We are very pleased with the outcome of this mutual, multi-year agreement that meets our business objectives,” said Walgreens Executive Vice President of Pharmacy Kermit Crawford. “The agreement makes good business sense, provides the framework we need to operate our business going forward, and assures choice and convenience for the many consumers who look to us for quality pharmacy care.”
Per Lofberg, president of CVS Caremark’s pharmacy benefit management business, said, “We are pleased to have reached a mutually agreeable solution together with Walgreens that is consistent with our top priority to provide convenient access to affordable high-quality pharmacy health care. This new contract enables Walgreens to continue participating in CVS Caremark’s PBM national pharmacy network, provides enhanced network stability, eliminates any current or long-term disruption for our clients or their members and allows us to continue to fulfill our obligation to deliver cost-effective pharmacy benefits for our clients.”
CVS Caremark Dodges a Bullet
The new contract is good news for CVS Caremark, says Dolliver. If there was no contract Caremark would “clearly be disadvantaged,” he tells PDN, and Caremark would have faced a “big problem for their own Part D plan” if their beneficiaries lost the option to use Walgreens as their pharmacy. There would have been “noise and uncertainty as to whether the pharmacy is in the network,” he says. This would be coming from a population that is “resistant to change,” Dolliver adds.
It would have been the same for the Part D plans that CVS Caremark administers as a PBM, he contends. These plans hired CVS Caremark with the understanding that it offered a varied network of pharmacies, of which Walgreens was included, explained Dolliver. It would have caused them a lot of concern if their members could no longer go to Walgreens to get prescriptions filled. They may have been faced with losing beneficiaries during open enrollment.

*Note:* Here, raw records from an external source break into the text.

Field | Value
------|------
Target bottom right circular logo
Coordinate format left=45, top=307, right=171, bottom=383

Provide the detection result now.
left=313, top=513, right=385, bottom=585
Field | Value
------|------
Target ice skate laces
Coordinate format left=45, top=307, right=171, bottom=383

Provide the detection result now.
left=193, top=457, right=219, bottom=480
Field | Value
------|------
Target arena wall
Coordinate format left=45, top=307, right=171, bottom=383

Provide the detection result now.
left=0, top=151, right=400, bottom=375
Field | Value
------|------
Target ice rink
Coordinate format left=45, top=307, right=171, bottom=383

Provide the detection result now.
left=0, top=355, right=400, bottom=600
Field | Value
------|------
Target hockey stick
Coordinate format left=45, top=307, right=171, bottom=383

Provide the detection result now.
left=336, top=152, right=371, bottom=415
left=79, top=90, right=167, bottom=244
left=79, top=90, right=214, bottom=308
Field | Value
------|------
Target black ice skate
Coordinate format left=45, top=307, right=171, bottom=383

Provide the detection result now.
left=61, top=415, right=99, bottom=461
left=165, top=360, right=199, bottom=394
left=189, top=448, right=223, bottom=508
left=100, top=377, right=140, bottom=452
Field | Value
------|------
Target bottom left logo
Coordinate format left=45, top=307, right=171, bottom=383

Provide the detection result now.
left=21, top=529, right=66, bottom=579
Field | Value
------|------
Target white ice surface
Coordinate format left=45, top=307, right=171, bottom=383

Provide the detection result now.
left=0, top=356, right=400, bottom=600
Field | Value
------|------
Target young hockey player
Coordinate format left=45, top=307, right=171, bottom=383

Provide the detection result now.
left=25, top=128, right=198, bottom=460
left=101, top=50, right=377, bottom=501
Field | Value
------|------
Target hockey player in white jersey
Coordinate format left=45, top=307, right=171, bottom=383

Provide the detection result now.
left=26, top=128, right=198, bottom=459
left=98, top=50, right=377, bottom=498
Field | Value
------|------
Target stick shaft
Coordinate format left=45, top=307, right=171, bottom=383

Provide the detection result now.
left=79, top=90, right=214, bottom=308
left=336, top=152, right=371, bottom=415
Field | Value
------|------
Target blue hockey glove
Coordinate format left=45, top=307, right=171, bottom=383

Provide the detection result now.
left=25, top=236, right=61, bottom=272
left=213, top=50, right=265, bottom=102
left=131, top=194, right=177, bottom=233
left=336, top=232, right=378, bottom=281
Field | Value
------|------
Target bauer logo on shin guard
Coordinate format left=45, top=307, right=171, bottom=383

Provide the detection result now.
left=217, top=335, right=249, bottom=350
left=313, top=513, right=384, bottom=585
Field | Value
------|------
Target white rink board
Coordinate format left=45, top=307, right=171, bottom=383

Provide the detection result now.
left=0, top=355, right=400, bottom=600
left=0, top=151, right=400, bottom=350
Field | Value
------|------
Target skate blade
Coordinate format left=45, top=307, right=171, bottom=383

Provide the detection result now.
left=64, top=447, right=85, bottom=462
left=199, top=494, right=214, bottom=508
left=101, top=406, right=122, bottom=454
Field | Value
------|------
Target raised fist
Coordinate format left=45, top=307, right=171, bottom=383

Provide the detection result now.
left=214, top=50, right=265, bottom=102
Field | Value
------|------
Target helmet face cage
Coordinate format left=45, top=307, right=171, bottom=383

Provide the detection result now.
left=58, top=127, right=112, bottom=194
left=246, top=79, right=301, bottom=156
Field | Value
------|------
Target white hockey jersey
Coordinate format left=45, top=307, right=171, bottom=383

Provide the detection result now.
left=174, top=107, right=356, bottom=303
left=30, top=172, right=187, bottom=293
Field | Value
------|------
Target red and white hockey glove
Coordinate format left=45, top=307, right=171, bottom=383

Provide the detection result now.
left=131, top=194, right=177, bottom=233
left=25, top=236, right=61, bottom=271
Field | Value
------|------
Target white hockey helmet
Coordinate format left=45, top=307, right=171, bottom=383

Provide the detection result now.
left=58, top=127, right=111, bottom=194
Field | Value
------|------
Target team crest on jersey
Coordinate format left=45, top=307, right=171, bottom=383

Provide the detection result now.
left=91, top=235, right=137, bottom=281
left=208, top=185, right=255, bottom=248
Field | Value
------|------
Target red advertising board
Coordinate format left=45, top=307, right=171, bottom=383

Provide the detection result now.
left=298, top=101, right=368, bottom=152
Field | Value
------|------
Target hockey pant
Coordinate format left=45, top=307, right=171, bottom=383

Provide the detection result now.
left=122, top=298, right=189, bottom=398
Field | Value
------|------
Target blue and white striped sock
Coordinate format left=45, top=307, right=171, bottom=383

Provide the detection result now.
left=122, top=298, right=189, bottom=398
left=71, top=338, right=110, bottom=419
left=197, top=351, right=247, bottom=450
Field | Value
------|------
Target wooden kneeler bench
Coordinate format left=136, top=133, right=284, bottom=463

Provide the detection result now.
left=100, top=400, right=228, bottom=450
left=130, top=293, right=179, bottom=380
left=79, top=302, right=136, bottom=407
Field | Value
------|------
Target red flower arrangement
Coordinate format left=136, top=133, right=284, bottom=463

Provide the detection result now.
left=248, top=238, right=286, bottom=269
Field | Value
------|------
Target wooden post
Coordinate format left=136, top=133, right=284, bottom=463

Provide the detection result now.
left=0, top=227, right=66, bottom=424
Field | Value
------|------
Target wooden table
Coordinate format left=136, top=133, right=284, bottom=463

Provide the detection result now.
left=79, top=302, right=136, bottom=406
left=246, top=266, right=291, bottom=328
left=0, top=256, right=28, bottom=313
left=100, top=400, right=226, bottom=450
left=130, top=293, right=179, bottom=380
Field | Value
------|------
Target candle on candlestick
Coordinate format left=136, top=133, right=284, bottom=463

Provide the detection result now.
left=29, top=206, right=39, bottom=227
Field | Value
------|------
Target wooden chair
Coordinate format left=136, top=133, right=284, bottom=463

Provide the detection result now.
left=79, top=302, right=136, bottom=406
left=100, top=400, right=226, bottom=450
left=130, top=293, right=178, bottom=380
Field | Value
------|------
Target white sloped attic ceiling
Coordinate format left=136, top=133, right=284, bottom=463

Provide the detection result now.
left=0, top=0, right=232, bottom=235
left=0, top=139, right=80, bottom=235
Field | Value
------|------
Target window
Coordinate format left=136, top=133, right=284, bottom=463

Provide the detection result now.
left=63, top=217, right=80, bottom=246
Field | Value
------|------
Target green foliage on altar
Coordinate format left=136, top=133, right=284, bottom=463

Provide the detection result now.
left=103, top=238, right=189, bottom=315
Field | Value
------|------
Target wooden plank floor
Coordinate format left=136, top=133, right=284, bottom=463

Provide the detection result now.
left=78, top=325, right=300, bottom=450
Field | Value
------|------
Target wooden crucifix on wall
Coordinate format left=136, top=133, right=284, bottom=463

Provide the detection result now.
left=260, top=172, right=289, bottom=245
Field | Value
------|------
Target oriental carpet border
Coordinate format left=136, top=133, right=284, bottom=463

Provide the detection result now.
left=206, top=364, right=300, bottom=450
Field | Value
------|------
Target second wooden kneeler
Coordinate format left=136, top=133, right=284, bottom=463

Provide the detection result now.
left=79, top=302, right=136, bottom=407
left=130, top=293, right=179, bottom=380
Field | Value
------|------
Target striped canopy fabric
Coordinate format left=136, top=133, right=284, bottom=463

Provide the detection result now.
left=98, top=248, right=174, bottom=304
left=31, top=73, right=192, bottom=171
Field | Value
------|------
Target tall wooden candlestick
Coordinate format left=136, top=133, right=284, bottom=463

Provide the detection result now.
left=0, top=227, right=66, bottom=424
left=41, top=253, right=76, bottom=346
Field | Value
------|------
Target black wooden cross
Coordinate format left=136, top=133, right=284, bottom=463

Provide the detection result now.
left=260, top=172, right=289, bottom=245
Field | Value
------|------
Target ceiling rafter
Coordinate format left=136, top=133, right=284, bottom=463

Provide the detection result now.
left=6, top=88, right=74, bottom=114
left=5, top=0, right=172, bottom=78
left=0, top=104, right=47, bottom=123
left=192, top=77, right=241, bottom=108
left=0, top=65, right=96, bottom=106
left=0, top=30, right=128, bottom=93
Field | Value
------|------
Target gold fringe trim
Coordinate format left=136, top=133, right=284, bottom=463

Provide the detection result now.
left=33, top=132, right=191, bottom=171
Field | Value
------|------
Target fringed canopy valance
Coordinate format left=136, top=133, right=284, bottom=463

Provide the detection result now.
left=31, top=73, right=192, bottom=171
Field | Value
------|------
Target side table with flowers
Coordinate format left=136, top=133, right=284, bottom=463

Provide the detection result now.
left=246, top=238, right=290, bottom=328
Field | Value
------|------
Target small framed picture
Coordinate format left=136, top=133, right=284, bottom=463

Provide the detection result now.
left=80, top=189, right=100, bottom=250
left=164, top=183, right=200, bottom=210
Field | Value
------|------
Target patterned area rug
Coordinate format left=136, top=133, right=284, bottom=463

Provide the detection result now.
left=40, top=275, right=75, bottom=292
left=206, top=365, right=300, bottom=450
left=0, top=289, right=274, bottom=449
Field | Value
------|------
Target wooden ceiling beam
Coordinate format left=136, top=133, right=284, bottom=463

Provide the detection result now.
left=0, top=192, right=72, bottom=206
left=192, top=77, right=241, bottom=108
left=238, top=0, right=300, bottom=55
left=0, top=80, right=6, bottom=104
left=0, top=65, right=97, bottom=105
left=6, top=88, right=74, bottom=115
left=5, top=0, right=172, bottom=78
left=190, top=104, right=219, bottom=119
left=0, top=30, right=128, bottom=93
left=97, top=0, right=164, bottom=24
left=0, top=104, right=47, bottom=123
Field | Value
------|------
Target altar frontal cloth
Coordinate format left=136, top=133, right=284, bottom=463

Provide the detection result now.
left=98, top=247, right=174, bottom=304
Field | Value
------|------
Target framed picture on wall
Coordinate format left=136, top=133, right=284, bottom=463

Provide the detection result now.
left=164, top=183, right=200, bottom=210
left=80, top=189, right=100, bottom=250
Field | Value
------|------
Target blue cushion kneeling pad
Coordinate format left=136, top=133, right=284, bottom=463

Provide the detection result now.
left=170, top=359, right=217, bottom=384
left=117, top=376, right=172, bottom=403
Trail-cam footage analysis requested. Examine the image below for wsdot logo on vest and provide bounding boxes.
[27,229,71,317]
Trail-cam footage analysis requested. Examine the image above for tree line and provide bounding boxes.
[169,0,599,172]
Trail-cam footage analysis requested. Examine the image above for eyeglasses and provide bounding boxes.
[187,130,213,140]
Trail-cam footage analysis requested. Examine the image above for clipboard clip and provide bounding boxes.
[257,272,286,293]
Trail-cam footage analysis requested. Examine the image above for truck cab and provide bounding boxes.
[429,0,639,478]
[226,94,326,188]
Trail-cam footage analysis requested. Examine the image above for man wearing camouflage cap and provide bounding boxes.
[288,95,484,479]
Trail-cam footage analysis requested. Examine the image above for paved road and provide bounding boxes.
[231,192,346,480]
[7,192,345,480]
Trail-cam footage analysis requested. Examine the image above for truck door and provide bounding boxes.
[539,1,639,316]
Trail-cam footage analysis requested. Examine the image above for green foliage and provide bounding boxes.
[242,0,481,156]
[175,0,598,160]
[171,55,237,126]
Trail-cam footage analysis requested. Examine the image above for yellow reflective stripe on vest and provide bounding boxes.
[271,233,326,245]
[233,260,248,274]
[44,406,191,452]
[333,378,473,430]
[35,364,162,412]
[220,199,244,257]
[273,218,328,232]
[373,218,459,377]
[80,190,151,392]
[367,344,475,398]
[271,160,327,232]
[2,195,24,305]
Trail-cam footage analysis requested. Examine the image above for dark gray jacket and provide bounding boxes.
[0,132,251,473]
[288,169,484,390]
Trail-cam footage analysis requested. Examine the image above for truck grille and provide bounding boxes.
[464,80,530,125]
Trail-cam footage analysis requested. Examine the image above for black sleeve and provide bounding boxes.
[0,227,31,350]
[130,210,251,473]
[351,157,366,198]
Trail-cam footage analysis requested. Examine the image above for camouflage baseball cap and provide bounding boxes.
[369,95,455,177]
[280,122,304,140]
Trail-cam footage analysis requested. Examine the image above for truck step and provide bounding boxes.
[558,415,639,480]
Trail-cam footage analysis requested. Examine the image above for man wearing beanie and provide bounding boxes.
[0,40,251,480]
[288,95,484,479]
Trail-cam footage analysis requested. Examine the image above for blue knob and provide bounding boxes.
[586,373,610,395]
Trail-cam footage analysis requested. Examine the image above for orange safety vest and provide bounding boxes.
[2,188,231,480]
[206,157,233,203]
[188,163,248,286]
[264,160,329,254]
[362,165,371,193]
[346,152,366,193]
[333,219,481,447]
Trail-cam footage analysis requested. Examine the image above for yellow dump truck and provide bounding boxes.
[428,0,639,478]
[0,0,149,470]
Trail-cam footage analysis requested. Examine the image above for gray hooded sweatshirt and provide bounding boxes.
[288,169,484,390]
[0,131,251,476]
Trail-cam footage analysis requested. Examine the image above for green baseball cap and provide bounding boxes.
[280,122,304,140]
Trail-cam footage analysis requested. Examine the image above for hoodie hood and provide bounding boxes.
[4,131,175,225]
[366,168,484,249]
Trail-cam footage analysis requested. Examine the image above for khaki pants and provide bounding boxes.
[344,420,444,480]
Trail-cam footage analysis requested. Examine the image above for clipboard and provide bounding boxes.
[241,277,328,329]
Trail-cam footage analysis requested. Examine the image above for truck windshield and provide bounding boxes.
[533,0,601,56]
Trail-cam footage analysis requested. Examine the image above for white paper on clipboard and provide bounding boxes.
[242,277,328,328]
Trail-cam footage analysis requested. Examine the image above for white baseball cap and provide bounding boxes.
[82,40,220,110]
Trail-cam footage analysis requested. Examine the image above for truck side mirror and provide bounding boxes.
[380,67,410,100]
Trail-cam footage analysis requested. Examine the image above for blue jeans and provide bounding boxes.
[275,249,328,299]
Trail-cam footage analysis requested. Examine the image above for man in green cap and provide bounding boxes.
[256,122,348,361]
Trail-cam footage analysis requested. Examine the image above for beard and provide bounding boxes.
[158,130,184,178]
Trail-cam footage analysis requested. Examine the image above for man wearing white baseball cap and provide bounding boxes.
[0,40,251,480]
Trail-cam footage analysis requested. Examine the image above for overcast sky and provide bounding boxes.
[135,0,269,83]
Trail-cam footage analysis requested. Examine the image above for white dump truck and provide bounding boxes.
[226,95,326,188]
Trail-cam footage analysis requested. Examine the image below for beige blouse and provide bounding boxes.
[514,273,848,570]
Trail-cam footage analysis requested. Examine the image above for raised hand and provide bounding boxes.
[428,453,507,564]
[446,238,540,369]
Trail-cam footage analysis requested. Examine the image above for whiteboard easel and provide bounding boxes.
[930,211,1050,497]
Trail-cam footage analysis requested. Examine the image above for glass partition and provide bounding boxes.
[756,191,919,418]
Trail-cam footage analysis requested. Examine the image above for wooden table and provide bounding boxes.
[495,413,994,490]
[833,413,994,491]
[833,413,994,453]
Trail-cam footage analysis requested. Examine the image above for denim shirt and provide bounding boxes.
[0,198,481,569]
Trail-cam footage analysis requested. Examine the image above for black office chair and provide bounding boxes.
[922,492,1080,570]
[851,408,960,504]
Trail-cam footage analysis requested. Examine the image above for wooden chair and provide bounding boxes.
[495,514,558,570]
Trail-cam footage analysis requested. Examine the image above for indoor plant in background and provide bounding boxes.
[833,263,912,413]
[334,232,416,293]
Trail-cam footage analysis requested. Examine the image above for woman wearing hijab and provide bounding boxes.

Walgreens, Dolliver says, would not have faced the same level of problems as CVS Caremark. There would be “some [initial] disruption at the counter” for beneficiaries that were not aware that Walgreens was not in their plan’s network anymore. Nevertheless, Dolliver says that Walgreens probably would have “fared pretty well.” Since the cut off wasn’t going to happen till after the next Annual Enrollment Period, there probably would have been a shift of affected beneficiaries to plans with Walgreens in their networks, he says.
This is not the first time that Walgreens has threatened to pull out of CVS Caremark’s network. Greg Madsen, principal at consulting firm Innovative Rx Strategies, LLC, and formerly the senior vice president of retail services at CVS Caremark, told sister publication Drug Benefit News that Walgreens made a similar move in 2007, when it gave 10-day termination notices to five clients.
CVS Caremark maintained that Walgreens “has a demonstrated pattern of publicly objecting to plan designs not to their liking.” It adds that threatening network withdrawal is “not a proper way to resolve business issues.”
However, this also is not the first time that CVS Caremark has been criticized for unfairly steering patients to its stores. Since its 2007 merger, independent pharmacists have been trying to make a case against the integrated model, while several states and the Federal Trade Commission have launched investigations into potential anticompetitive practices by the company. Crawford said that in the three years since CVS and Caremark merged, its approach to Walgreens “has fundamentally changed.”